I had only limited knowledge of such a history of scandal at the hospital as a 14-year-old. I was much more preoccupied with trying to fill a B-cup bra and imitating Sylvia Plath. However, I knew that: A. it was still daylight, B. I was bored, and C. an abandoned psychiatric hospital a five-minute bike ride from my house was just too good of an opportunity to pass up! So I sneaked in between the barbed bushes of the roadside and into the small development complex for hospital staff of the past next to the main building. It’s strange now to look back and think that I was walking in the footsteps of some sadistic hospital workers.
Immediately I was filled with a sense of awe and dread. A row of identical, dilapidated brown-shingled houses lined the right side of the development path down the middle. They disappeared into obscurity closer to the hospital, as if nighttime approached outward from where the patients dwelled. The dirtied yellow “No Trespassing” sign glared at me forebodingly. This was an island, a place obscured by sickly overgrowth with a history deeper and darker than anyone really knows.
A sinking mansion stood alone on the left side of the path, its cracked columns, intricate spires, and molding signaling old money gone to waste. Who lived there? The head honcho of the hospital? Did a family sit lazily on that porch, sipping lemonade on humid Jersey summer nights? Did patients ever see those porch lights flicker on the faces of those free, smiling people?
It was 80 degrees and I had chills. I heard no sounds. The road was empty behind me, and the murmurs of a strange life that once filled that place had dissolved into the marl-coated ground long ago.

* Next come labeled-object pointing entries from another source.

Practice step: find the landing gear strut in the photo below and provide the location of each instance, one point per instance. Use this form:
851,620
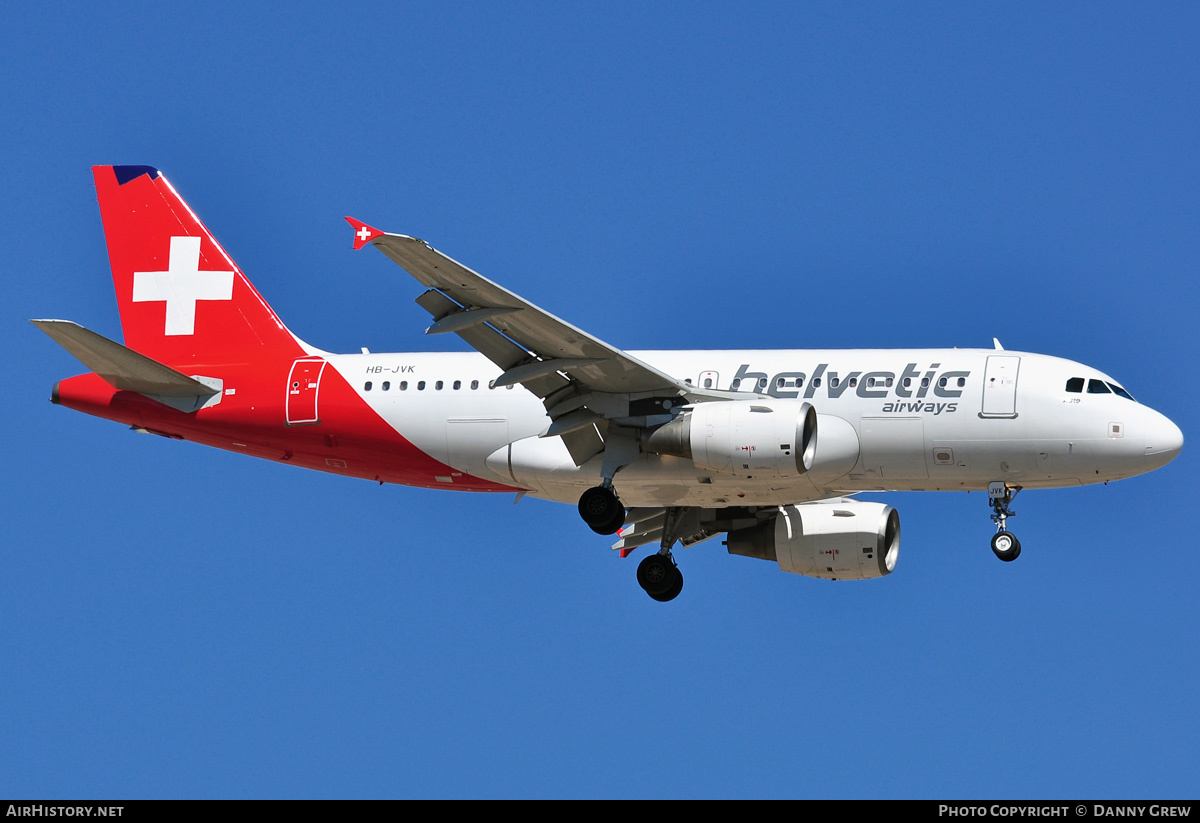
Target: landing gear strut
601,510
1005,544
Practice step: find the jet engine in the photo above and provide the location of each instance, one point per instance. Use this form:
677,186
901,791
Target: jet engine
754,438
844,540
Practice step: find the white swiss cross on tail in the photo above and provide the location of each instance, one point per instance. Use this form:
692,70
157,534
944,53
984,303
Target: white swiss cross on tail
181,286
363,233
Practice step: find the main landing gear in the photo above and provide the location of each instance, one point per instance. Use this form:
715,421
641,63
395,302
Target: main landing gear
658,575
601,510
1005,545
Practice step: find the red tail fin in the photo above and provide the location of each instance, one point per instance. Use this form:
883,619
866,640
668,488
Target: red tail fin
183,299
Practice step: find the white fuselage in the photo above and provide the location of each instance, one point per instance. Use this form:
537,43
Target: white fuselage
923,419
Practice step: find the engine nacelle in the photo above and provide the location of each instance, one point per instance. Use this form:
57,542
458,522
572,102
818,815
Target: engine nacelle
750,438
844,540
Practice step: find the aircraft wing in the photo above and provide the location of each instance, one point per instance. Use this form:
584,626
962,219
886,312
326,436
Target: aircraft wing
565,366
545,337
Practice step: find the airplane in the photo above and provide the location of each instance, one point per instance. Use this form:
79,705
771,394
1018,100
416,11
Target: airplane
659,448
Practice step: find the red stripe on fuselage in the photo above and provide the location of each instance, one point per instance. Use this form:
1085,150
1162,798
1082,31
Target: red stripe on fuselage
351,438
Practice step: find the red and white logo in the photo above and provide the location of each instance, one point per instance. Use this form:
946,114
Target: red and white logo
181,286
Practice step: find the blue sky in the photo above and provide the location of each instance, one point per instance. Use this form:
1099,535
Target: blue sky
180,622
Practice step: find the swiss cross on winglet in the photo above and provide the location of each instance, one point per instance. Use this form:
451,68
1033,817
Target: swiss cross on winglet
363,233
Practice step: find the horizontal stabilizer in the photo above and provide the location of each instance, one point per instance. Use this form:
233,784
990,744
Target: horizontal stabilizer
119,366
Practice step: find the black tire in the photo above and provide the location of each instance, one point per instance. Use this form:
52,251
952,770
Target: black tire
1006,546
613,526
601,510
673,592
657,575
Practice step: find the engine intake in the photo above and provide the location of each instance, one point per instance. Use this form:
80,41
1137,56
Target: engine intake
753,438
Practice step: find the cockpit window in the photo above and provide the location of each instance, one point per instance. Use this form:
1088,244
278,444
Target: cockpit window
1122,392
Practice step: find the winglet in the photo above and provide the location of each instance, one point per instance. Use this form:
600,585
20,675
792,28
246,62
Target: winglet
363,233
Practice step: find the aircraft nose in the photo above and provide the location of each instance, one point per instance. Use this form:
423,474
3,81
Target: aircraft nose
1164,440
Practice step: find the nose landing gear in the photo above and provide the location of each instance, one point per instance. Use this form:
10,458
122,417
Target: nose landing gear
1005,544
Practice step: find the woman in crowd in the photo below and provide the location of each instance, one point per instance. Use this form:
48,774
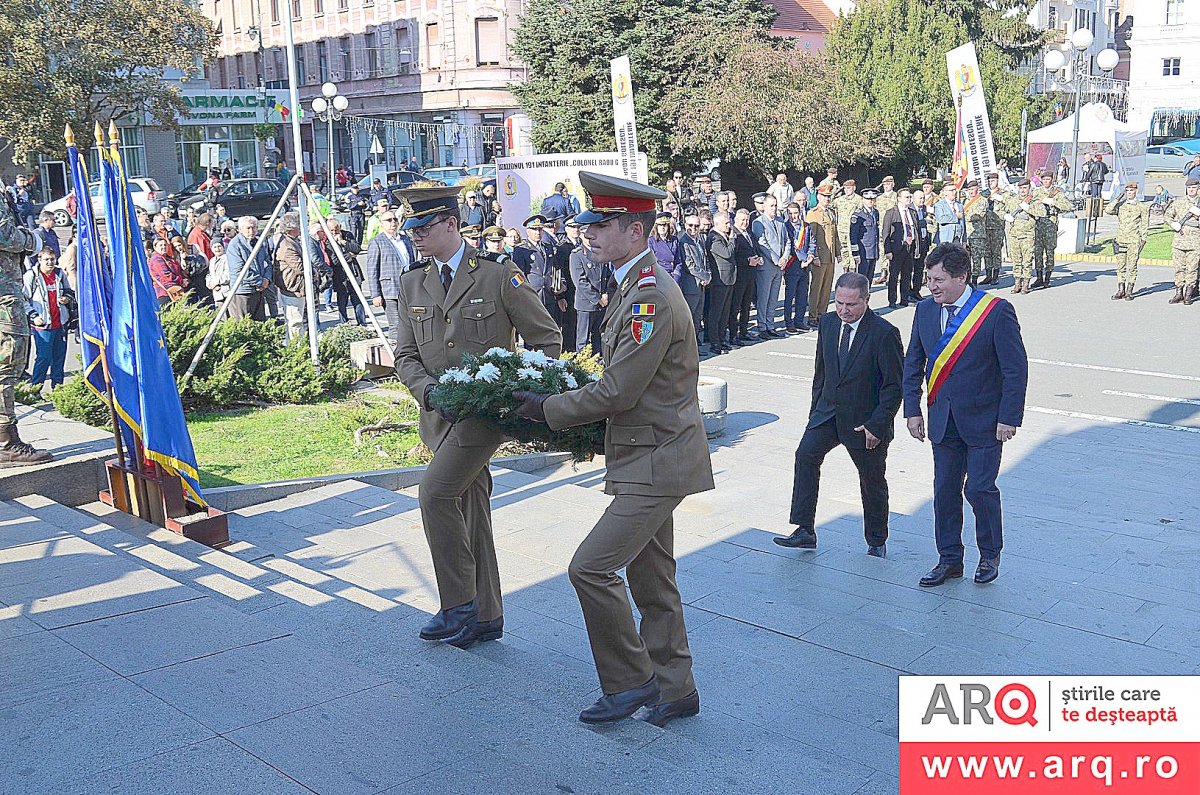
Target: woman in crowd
51,305
217,280
169,282
665,246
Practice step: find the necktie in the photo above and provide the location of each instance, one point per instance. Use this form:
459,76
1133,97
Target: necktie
844,346
951,311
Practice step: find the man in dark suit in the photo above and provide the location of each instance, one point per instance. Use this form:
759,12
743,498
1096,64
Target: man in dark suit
856,395
966,351
901,241
389,255
723,268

Sometimes I think I searched too desperately to find something interesting in Marlboro that didn’t sparkle in the cold and uniform manner of the suburbs. When I found it, it wouldn’t leave. When I think of Marlboro, those moments are deeply woven into the fabric of my memory. It haunts me as equally entertaining and disturbing. I have a feeling that almost every hometown is a Dirt Town in some way.